SAINTE THEOPHANIE
DE NOTRE SEIGNEUR DIEU ET SAUVEUR JESUS CHRIST |
Au terme de trente années
de vie cachée, pendant lesquelles, passant par tous les stades de
la vie d'un homme ordinaire, Il avait montré en sa conduite le modèle
de l'humilité, de l'obéissance à ses parents et de
la soumission à la Loi, Notre Seigneur Jésus-Christ inaugura
son ministère public et la marche qui allait le mener jusqu'à
Sa Passion, par une révélation éclatante de Sa divinité.
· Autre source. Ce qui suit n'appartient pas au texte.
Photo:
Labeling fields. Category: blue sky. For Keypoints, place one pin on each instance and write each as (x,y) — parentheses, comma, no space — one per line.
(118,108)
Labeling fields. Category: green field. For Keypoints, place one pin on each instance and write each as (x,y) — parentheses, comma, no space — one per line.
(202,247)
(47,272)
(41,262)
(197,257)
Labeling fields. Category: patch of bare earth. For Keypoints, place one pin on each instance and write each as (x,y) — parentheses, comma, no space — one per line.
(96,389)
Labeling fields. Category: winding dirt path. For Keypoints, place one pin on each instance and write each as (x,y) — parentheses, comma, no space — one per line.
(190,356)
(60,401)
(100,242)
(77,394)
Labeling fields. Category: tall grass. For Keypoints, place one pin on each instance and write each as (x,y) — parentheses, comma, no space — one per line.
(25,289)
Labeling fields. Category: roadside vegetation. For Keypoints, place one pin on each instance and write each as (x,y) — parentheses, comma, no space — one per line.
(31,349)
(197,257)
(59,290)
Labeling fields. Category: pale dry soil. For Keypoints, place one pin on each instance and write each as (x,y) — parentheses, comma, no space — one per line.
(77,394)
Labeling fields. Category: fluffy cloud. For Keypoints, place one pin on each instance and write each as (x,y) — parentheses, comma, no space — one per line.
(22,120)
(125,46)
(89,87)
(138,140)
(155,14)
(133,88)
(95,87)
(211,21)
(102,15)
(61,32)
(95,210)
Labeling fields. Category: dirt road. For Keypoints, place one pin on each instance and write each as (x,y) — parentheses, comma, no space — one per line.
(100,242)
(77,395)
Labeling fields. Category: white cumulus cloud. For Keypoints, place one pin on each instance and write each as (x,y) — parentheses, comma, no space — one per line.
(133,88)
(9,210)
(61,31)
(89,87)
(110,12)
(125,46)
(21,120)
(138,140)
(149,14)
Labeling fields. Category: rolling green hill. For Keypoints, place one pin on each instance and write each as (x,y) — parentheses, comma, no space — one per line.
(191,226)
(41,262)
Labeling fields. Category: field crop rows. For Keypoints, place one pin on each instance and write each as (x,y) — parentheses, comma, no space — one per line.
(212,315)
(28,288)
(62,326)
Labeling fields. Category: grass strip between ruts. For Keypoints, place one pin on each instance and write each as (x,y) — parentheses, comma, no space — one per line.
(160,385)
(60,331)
Le Père et le Saint-Esprit rendirent alors témoignage que
Jésus est vraiment le Fils Unique de Dieu, consubstantiel au Père,
la Seconde Personne de la Sainte Trinité, le Verbe incarné
pour notre salut, le Sauveur annoncé par les Prophètes, et
qu'en Sa Personne la Divinité S'est unie sans mélange à
notre humanité et l'a faite resplendir de Sa gloire. C'est pourquoi
cette Fête du Baptême du Christ a été appelée
Epiphanie («manifestation») ou Théophanie: c'est-à-dire
manifestation de la Divinité du Christ et première claire
révélation du Mystère de la Sainte Trinité.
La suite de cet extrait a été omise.